GRIEVING ABOUT THE STATE OF THE WORLD

It seemed appropriate that in NAIDOC Week I finally got to see the beautifully crafted theatre piece 7 Stages of Grieving created by Wesley Enoch and Deborah Mailman. It was first performed 30 years ago, and like Fran, it's hard to believe that many of the stories still play out for indigeneous people. In the words of the Yirra Yaakin programme for this new production:

From the Stolen Generations to protest marches, funeral rites to silent mourning, she gives voice to the collective stories of her ancestors, her family, and her people. The play shifts between moments of anger, humour, sorrow, and strength, as she becomes a vessel for memory and truth. Structured around seven phases of grief, Dreaming, Invasion, Genocide, Protection, Assimilation, Self-Determination, and Reconciliation, the work invites you to reflect on what has been lost, and to bear witness to what endures: culture, connection to Country, and the resilience of First Nations people. 


Each of the issues are still with us - deaths that are too early, deaths in custody, children removed from community, racism, a history ignored. It ends an a slightly more optimistic note with the reconciliation walks but the 2023 defeated referendum on the Indigenous Voice to Parliament would have soured the mood yet again.

1994 - Sistergirl (photo by Jeff Busby)
The sense that for every small step forward in our growth as a community, there's an easy step back into racism reminds me of a story about indigenous actors facing discrimintion in Melbourne. In 1994, the cast of Sistergirl travelled from Perth to Melbourne to perform for Melbourne Theatre Company. I went out with some staff to the airport to welcome them and take them to their accommodation in St Kilda. One of the actors wanted to go shopping so I asked my Marketing Manager to take him to the nearest supermarket. She rang a short time later, upset, to say that three taxis had refused to take him. He was a tall, beautiful dancer from the Kimberley region. I suggested that she hide him, hail the taxi herself - she was petit and blonde - and then he could enter the taxi with her.
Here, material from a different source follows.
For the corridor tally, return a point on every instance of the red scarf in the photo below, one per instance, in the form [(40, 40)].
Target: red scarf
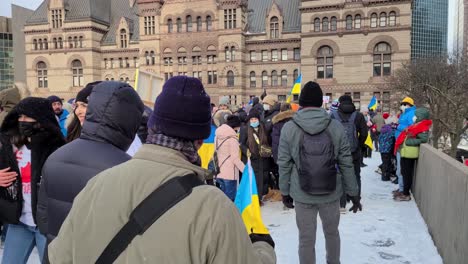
[(412, 132)]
That worked. But why should it have to?

Nearly 20 years late, in 2013, indigenous actors working on a production at Malthouse, had exactly the same experience. What makes the situation so horrible is that it's likely most of the taxi drivers concerned where from somewhere else and probably not white. Someone, the taxi companies perhaps, had told them not to trust indigenous customers.

And ten years on, the director of 7 Stages of Grieving, Bobbi Henry, spoke of her 15 year old son being followed in Myer by a security person. When the young man was brave enough to challenge them as to why him, the answer was "we're told to". Institutlional racism again.

On a more positive note, the Yirra Yaakin production was strong and moving with a powerful performance by young Noongar and Yamatiji woman Shontane Farmer.